What is 3D Digital twin?

A three-dimensional Digital Twin is a computer-generated 3D representation of a specific physical product, group of products, mechanical or technological process, which includes not only three-dimensional geometry, technical characteristics and current operating parameters, but also other important information- environment and operating conditions, technical condition and operating time, interaction with other objects, predictive analytics data, including forecasting failures and failures. A digital twin can be either simplified or very detailed and reflect a wide range of different characteristics of both the product itself and technological and production processes.

The presence of a three-dimensional Digital Twin helps to organize the connection of the product with the objects connected to it, software responsible for product management, monitoring the operating condition and operating process, etc. A 3D Digital Twin is especially valuable when it most accurately reflects the actual state and performance characteristics of its physical counterpart. No matter how accurate, detailed and well-developed the actions are at the stages of design, modeling and pre-production, in real life, as a rule, the processes proceed a little differently and it is the Digital Twin that can act as a bridge to the necessary information about the actual operation of products. This information can be used in different ways, for example, to assess bottlenecks, opportunities for improvement and change, confirm the feasibility of changes, etc. In addition, since the Digital Twin is a three-dimensional object, working with it is much clearer for a person than working with any tables or graphs. A 3D Digital Twin allows you to look inside a real physical object while it is running, without having to stop the equipment or open panels that block access to parts that require inspection.

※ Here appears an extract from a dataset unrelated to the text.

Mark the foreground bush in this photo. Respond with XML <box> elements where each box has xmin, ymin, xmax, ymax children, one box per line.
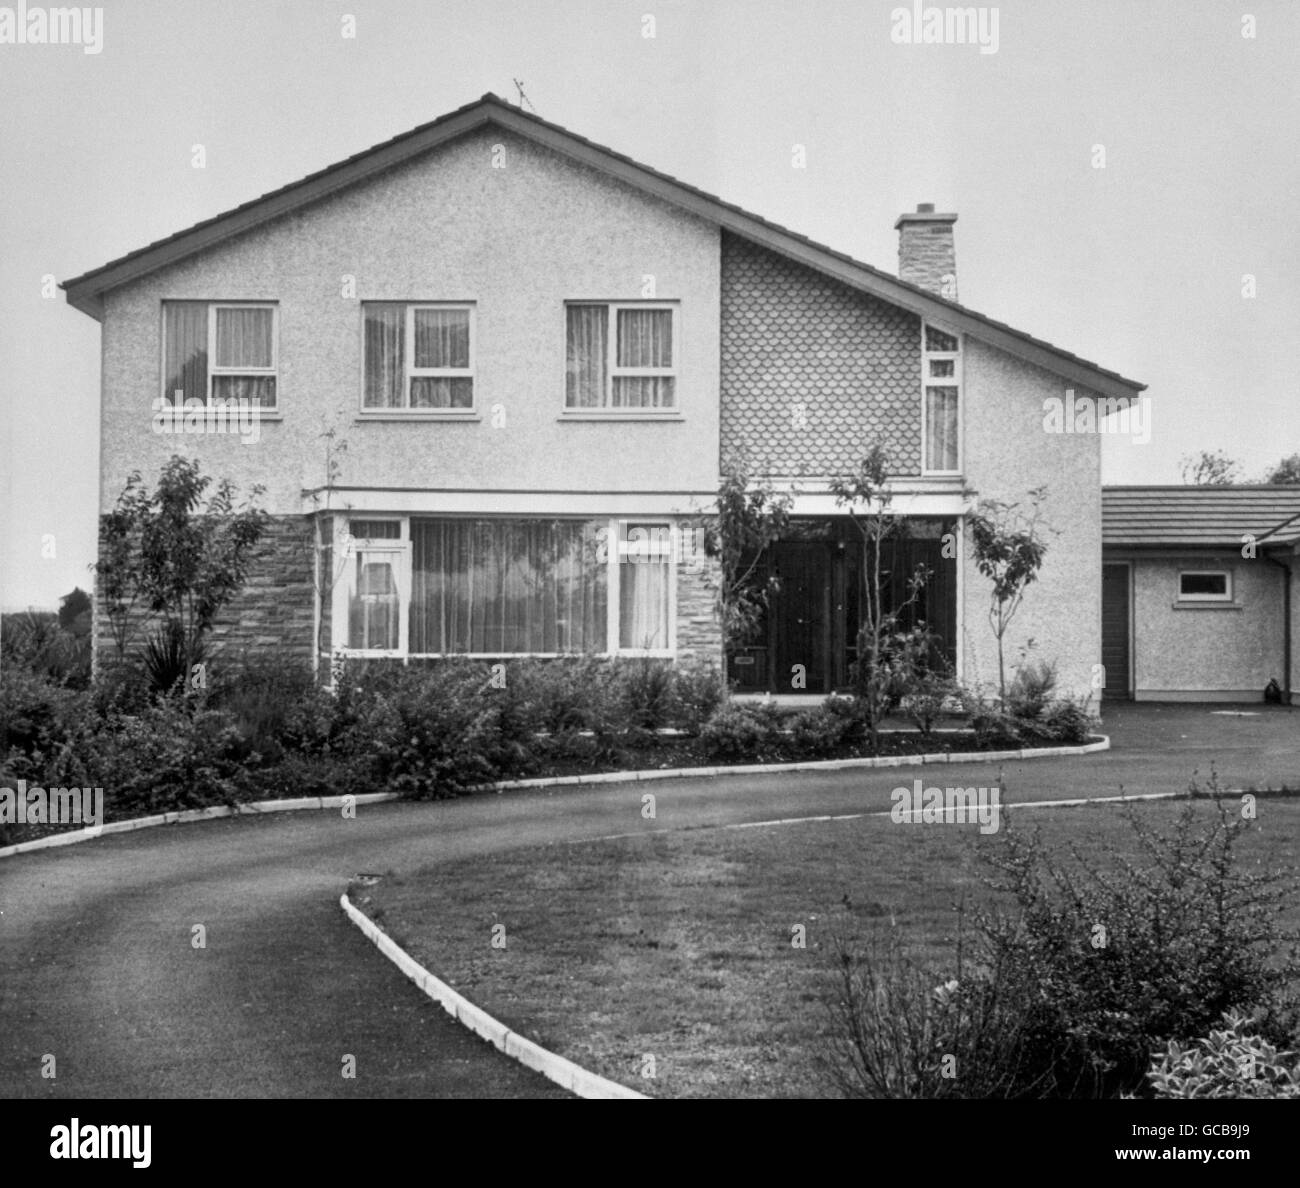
<box><xmin>825</xmin><ymin>929</ymin><xmax>1045</xmax><ymax>1099</ymax></box>
<box><xmin>827</xmin><ymin>789</ymin><xmax>1300</xmax><ymax>1098</ymax></box>
<box><xmin>974</xmin><ymin>791</ymin><xmax>1298</xmax><ymax>1096</ymax></box>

Winnum's unique functionality allows our customers to create and manage 3D digital twins by combining information from physical objects and real-world processes with information generated by various computer-aided design (CAD) systems. Winnum supports loading 3D CAD models in neutral formats such as STL, VRML and OBJ, with direct loading available for Blender and Collada. The presence of ready-made 3D libraries of robots, equipment, sensors and other geometric objects further speeds up and simplifies the process of creating Digital Twins, even for those companies that cannot boast of having fully digitized products in 3D form.

3D scenes and smart Digital Twins (Smart Digital Twin)

Each Digital Twin corresponds to one specific instance of the product. That is, if a company uses 100 pieces of equipment or produces hundreds of thousands of products, then for each piece of equipment/product there is its own Digital Twin. Unique opportunities Winnum Big Data solutions help you work with so many digital twins to solve everyday problems and ensure high system performance regardless of their number.

3D scenes are used to combine Digital Twins and gain insight into their overall performance and performance, common variances based on their operating environment, etc. Winnum's 3D scenes are not just 3D environments, as is common in CAD systems. 3D scenes in Winnum are the ability to create a full-fledged 3D world with a wide range of tools for working with light sources (including Raytracing, specular views, fog, intensity, transparency), textures (including dynamic textures with video stream), custom cameras and mechanisms for interacting with 3D objects (selecting an object, clicking on an object, transferring a control action).

All actions of a 3D scene and all tools for working with a 3D Digital Twin are available exclusively in the Web browser.

About companySignum

Signum (SIGNUM) is a global provider of solutions for the Industrial Internet of Things (IIoT). The company's solutions help transform the processes of creating, operating and maintaining products using Industrial Internet of Things (IIoT) technologies. The next-generation Winnum™ platform gives companies the tools they need to collect, analyze and generate additional value from the large volumes of data generated by connected data. computer network controllers, sensors, products and systems.